Studios embrace online marketing
Fox campaign targets Christian niche
By Jennifer Netherby -- Video Business, 1/14/2005
JAN. 14 | Television and magazines are crowded with DVD ads for the biggest releases these days, but 20th Century Fox Home Entertainment and other studios also have been turning more to direct-to-consumer marketing through e-mail and the Internet to reach consumers more directly and inexpensively.
Fox has been aggressively building its online customer relationships, regularly e-mailing more than 1 million buyers of its TV and movie programming and using those core consumers to get instant feedback on releases. Recently, the studio built an opt-in e-mail database of 6 million active Christian DVD consumers and more than 200,000 congregations to market such family- and faith-friendly films as Love's Enduring Promise and Woman Thou Art Loosed as well as major theatrical releases.
"We've established a credibility with that consumer," said Fox VP marketing communications Steve Feldstein. "It's a symbiotic relationship where they rely on that information to know what is family programming for their family."
Fox also has reached out to other niche audiences through e-mail. For its release last fall of political documentary The Hunting of the President, Fox teamed with MoveOn.org to promote the release to the grass-roots organization's members.
For films such as Hunting, which have miniscule marketing budgets, e-mail blasts to the right consumers can make all the difference. For its release of documentary Chisholm '72: Unbought and Unbossed, about Brooklyn Congresswoman Shirley Chisholm's campaign to be the Democratic Party's presidential nominee, Fox will send out e-mails to older members of the national Black sorority that Chisholm belonged to.
"You can directly reach out to a group of consumers that are predisposed toward your product with a direct call to action," Feldstein said. "We find it to be extremely effective for us."
Similarly, Paramount Home Entertainment has sent direct e-mail announcements to fans that lobby the studio for specific DVD releases.
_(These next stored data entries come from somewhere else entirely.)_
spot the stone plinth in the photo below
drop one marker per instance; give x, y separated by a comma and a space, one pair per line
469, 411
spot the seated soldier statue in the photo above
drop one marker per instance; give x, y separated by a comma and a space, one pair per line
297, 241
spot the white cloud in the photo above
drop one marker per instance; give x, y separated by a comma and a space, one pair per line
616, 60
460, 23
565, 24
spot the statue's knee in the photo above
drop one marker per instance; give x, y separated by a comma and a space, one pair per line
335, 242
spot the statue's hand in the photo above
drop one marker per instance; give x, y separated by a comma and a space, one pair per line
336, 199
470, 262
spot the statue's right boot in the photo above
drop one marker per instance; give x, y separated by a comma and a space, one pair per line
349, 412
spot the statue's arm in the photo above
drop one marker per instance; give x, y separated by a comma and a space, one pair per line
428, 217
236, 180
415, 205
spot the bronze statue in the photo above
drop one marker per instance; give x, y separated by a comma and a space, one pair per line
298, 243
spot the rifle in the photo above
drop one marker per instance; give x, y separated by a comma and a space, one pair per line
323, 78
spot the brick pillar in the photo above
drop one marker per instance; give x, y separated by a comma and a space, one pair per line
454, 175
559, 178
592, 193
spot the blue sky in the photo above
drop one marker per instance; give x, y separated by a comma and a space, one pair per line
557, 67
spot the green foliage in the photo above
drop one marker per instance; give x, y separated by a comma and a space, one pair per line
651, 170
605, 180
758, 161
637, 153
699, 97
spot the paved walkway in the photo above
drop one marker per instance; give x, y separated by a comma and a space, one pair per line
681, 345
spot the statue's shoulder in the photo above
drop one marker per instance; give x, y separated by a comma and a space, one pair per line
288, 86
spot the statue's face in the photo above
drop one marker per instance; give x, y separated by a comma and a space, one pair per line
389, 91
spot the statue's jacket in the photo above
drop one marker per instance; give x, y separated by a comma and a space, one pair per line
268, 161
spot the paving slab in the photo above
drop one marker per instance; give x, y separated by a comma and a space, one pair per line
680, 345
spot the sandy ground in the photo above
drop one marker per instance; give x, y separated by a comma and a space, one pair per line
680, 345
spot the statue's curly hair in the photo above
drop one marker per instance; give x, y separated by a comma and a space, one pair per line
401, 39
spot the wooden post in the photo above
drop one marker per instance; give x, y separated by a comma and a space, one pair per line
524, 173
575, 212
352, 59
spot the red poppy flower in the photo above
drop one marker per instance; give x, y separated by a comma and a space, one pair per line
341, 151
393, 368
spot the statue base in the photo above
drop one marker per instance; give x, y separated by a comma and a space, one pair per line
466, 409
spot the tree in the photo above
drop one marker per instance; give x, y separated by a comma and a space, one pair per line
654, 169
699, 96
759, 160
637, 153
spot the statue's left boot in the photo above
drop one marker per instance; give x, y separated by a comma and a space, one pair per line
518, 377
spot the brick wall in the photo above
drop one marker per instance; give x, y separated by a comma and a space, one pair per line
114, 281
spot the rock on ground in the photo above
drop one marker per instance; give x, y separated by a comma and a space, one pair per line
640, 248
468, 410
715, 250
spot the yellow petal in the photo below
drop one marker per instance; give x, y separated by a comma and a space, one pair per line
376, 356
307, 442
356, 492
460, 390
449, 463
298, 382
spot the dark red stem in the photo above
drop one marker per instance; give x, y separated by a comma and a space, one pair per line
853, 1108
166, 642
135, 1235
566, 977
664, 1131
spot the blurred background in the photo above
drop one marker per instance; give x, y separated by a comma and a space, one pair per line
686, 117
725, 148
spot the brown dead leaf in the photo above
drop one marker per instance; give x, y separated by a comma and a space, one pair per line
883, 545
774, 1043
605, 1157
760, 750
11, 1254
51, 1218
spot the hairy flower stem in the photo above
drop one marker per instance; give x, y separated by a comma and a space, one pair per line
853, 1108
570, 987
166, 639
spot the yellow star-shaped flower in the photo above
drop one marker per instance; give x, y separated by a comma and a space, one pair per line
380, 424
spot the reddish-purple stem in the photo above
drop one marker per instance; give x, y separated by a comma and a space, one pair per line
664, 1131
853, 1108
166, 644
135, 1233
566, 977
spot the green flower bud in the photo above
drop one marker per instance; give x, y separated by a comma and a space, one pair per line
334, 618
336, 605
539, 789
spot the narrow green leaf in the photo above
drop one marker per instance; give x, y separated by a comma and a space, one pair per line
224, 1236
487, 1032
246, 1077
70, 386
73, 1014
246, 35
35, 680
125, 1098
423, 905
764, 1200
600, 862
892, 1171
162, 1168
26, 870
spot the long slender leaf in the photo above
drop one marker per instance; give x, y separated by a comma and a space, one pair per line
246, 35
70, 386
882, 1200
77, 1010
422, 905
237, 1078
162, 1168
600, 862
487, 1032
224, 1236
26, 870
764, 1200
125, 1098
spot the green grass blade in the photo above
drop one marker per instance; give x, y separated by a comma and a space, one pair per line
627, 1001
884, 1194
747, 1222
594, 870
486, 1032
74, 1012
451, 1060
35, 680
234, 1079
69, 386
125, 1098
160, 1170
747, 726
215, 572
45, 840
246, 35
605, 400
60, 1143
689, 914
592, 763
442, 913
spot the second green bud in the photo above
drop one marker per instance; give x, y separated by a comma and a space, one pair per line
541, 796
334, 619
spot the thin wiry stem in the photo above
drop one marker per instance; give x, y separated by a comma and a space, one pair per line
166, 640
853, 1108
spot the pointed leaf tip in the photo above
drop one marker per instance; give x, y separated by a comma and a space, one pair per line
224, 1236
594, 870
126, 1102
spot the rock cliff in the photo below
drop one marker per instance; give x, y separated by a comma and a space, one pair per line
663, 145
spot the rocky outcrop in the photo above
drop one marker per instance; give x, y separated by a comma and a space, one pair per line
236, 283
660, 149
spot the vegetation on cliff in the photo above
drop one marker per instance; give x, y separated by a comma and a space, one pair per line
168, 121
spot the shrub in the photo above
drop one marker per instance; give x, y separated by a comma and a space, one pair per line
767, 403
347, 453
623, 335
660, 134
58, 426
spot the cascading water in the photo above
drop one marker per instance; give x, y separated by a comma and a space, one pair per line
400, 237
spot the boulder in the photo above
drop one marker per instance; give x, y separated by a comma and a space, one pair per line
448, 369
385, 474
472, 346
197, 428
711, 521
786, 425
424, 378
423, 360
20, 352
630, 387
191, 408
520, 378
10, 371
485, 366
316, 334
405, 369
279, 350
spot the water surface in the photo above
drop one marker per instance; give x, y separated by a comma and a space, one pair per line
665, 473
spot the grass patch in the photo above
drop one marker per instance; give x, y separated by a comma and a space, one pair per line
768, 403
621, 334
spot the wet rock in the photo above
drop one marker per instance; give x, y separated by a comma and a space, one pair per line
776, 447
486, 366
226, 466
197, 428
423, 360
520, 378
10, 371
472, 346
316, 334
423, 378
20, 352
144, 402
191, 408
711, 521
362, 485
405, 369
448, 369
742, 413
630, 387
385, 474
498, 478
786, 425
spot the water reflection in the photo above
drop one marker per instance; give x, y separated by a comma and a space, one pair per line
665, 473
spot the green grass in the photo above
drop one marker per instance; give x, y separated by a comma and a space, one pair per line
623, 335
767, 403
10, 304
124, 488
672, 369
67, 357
The studio has compiled a list of e-mail addresses of fans that took to the Web to lobby the studio for a release of TV series MacGuyver. The studio will remind them of the series' release on Jan. 25 to get them into stores.
Likewise, Paramount kept in touch with Friday the 13th fans that had approached the studio about the DVD release of those films.
"It helps build relationships," said VP publicity Martin Blythe, who noted that the studio would go back to fans to alert them of future season releases of MacGuyver and other series with a strong online fan base.
"Once they start collecting, they are interested in collecting all of these," Blythe said.
For the February release of TV series Charmed, the studio is posting messages about the upcoming first-season DVD release on Web sites and blogs devoted to the series.
Buena Vista Home Entertainment has created instant message (IM) backgrounds such as one for Lizzie Maguire that users can easily pass on to other friends to download through IM, said VP marketing Gordon Ho. During the holidays, the studio created holiday letters from Mickey & Santa that noted the release of Mickey's Twice Upon a Christmas.
The company also revamped its consumer Web site, DisneyDVD.com, so that consumers can more easily search for titles. Users also can do a Memory Lane search, typing in their birth year to find movies that were popular when they were kids.